So among the most important tasks ahead is to create a system of global finance that allows a more balanced world economy, with excess savings being turned into either high-return investment or consumption by the world’s poor, including in capital- exporting countries such as China. A part of the answer will be the development of local-currency finance in emerging economies, which would make it easier for them to run current account deficits than proved to be the case in the past three decades.

Wolf doesn't get into the specifics of how to achieve this reallocation of savings into investment or consumption by the world's poor, but a recent seminar at the World Bank on payment systems gave some insight into this question. Massimo Cirasino and Jose Antonio Garcia Luna presented the findings of a new publication on Payment Systems Worldwide: Outcomes of the Global Payment Systems Survey 2008.

Normally, this is the kind of topic that might induce a yawn - it doesn't have the development star power of microfinance or the Millennium Development Goals. But given the ongoing financial crisis, payment systems merit plenty of attention. The first point is that improving payment systems will be vital to achieving the goal of reallocating savings that Wolf argues for. Establishing effective retail payment instruments are one necessary component for generating trust in banking systems in emerging markets. In many countries, cashless payment systems - e.g. credit cards, debit cards, and the like - are still almost non-existent.   

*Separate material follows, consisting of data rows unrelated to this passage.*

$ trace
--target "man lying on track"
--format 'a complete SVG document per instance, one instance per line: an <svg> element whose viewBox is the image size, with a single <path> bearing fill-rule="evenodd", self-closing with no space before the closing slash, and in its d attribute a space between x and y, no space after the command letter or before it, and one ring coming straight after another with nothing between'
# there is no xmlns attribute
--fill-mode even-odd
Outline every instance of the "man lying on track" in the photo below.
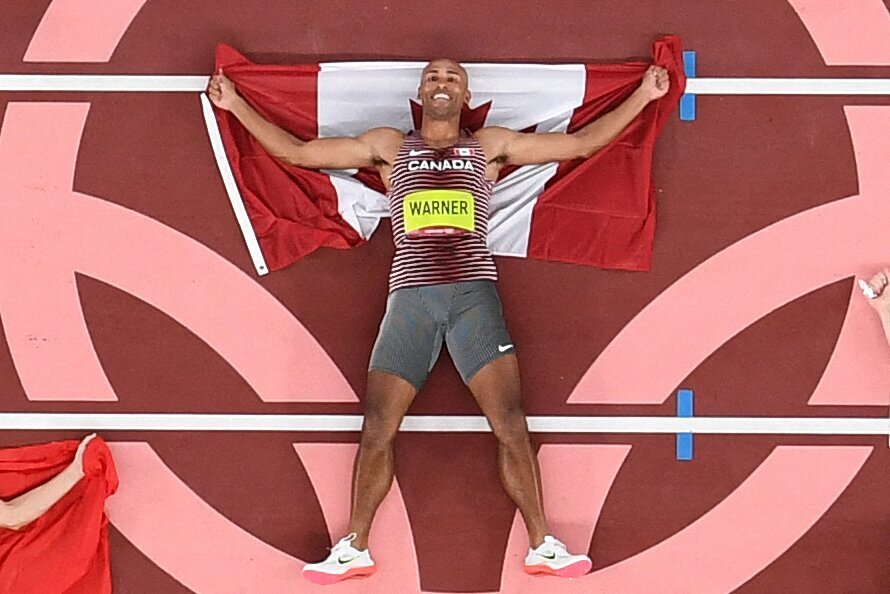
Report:
<svg viewBox="0 0 890 594"><path fill-rule="evenodd" d="M486 245L489 200L501 168L587 158L668 89L667 71L652 66L623 103L572 134L499 127L471 134L460 127L461 109L471 97L467 71L454 60L439 59L421 75L420 130L405 134L371 128L353 138L303 142L259 115L223 72L212 77L208 95L213 104L230 111L271 155L312 169L374 167L389 197L395 256L363 399L349 535L325 561L304 567L309 580L334 583L376 570L367 550L368 533L392 484L393 443L443 340L498 440L501 480L528 530L525 571L563 577L590 571L590 559L570 554L550 535L544 516L540 472L521 404L519 363ZM356 89L356 101L361 96Z"/></svg>

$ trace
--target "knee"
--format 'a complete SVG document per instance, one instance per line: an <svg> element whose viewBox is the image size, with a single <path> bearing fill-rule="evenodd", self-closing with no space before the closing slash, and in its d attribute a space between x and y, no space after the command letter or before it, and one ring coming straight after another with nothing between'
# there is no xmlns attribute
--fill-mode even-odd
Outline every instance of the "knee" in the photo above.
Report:
<svg viewBox="0 0 890 594"><path fill-rule="evenodd" d="M497 440L507 446L528 441L528 423L519 406L513 406L489 418L489 424Z"/></svg>
<svg viewBox="0 0 890 594"><path fill-rule="evenodd" d="M398 420L384 414L366 412L362 424L362 447L372 450L388 448L395 441L398 431Z"/></svg>

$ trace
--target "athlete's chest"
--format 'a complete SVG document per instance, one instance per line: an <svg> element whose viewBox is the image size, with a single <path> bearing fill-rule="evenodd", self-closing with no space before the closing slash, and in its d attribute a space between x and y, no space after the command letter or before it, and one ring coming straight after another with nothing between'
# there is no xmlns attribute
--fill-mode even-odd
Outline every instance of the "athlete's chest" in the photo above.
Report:
<svg viewBox="0 0 890 594"><path fill-rule="evenodd" d="M476 146L458 145L446 149L422 143L406 143L392 174L393 190L403 185L475 184L485 177L485 158Z"/></svg>

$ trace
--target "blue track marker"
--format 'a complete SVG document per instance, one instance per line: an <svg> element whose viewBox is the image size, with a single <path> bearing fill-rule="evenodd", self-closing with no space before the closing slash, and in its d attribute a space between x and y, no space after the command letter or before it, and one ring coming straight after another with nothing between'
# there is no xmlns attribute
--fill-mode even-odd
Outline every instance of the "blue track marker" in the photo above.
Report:
<svg viewBox="0 0 890 594"><path fill-rule="evenodd" d="M683 72L686 78L695 78L695 52L683 52ZM680 97L680 120L684 122L695 121L695 95L684 93Z"/></svg>
<svg viewBox="0 0 890 594"><path fill-rule="evenodd" d="M678 417L694 416L692 401L692 390L677 390ZM677 460L692 460L692 433L677 434Z"/></svg>

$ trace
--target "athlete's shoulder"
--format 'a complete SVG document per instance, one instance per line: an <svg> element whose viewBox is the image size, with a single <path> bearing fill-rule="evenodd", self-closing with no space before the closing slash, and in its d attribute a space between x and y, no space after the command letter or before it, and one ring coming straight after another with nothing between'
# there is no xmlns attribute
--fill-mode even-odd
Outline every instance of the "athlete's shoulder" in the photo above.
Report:
<svg viewBox="0 0 890 594"><path fill-rule="evenodd" d="M392 163L405 141L405 133L395 128L371 128L359 138L371 147L375 155Z"/></svg>
<svg viewBox="0 0 890 594"><path fill-rule="evenodd" d="M486 126L476 131L476 139L482 145L488 160L492 161L503 155L510 140L516 136L516 132L501 126Z"/></svg>
<svg viewBox="0 0 890 594"><path fill-rule="evenodd" d="M399 142L401 143L405 139L405 133L396 128L389 127L380 127L380 128L371 128L370 130L362 133L362 138L366 138L368 140L376 140L382 142Z"/></svg>

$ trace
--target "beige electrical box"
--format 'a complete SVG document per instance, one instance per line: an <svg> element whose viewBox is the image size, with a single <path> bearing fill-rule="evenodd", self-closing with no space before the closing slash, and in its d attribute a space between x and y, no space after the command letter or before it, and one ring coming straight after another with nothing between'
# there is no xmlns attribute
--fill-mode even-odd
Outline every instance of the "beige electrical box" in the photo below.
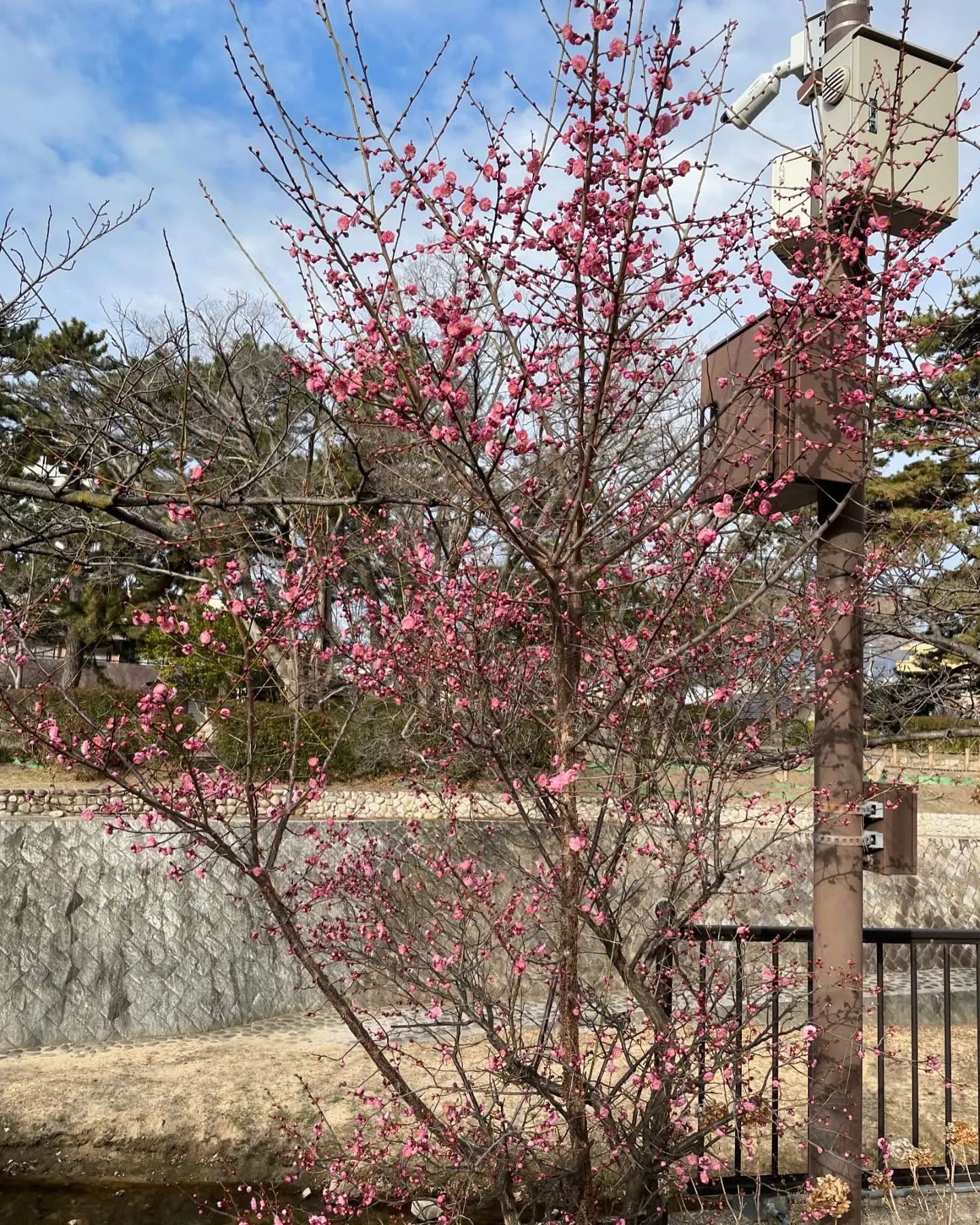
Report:
<svg viewBox="0 0 980 1225"><path fill-rule="evenodd" d="M820 222L821 211L813 183L820 183L816 149L790 149L773 162L771 240L783 263L793 265L812 254L810 233Z"/></svg>
<svg viewBox="0 0 980 1225"><path fill-rule="evenodd" d="M865 783L864 794L865 871L880 876L915 876L919 871L919 791L908 783Z"/></svg>
<svg viewBox="0 0 980 1225"><path fill-rule="evenodd" d="M870 26L827 53L818 114L831 198L867 194L893 233L957 219L959 67ZM870 180L855 175L865 159Z"/></svg>

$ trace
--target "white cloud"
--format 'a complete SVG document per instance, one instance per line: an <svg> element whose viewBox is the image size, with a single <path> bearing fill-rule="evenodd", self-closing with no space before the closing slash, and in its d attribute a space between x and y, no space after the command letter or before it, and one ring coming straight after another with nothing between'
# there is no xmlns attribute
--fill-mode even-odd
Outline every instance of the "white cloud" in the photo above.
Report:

Second, effective payment systems are also essential for reducing system risks. Here the issue is the effectiveness of large-value payment systems, which are typically utilized by banks and other financial institutions. Cirasino and Luna explain the role that large-value payment systems have in systemic risk:

Large-value payment systems are typically the most significant component of the national payments system due to their potential to generate and transmit disturbances of a systemic nature to the financial sector. In this area, a total of 98 central banks report having a real time gross settlement (RTGS) system in place, allowing for a significant reduction of systemic risk in such countries when compared to previous arrangements to process large-value payments, such as cheque systems...Adoption of modern, safe and efficient large-value systems is highest among high income and upper-middle income countries (more than 90% in each case); on the other hand, only 57% of low-income countries have adopted such systems. These percentages are lowest in the EAP and South Asia (SA) regions.

The sooner that more countries adopt a real time gross settlement system, the quicker the world will achieve the changes to international finance that Martin Wolf rightly argues for.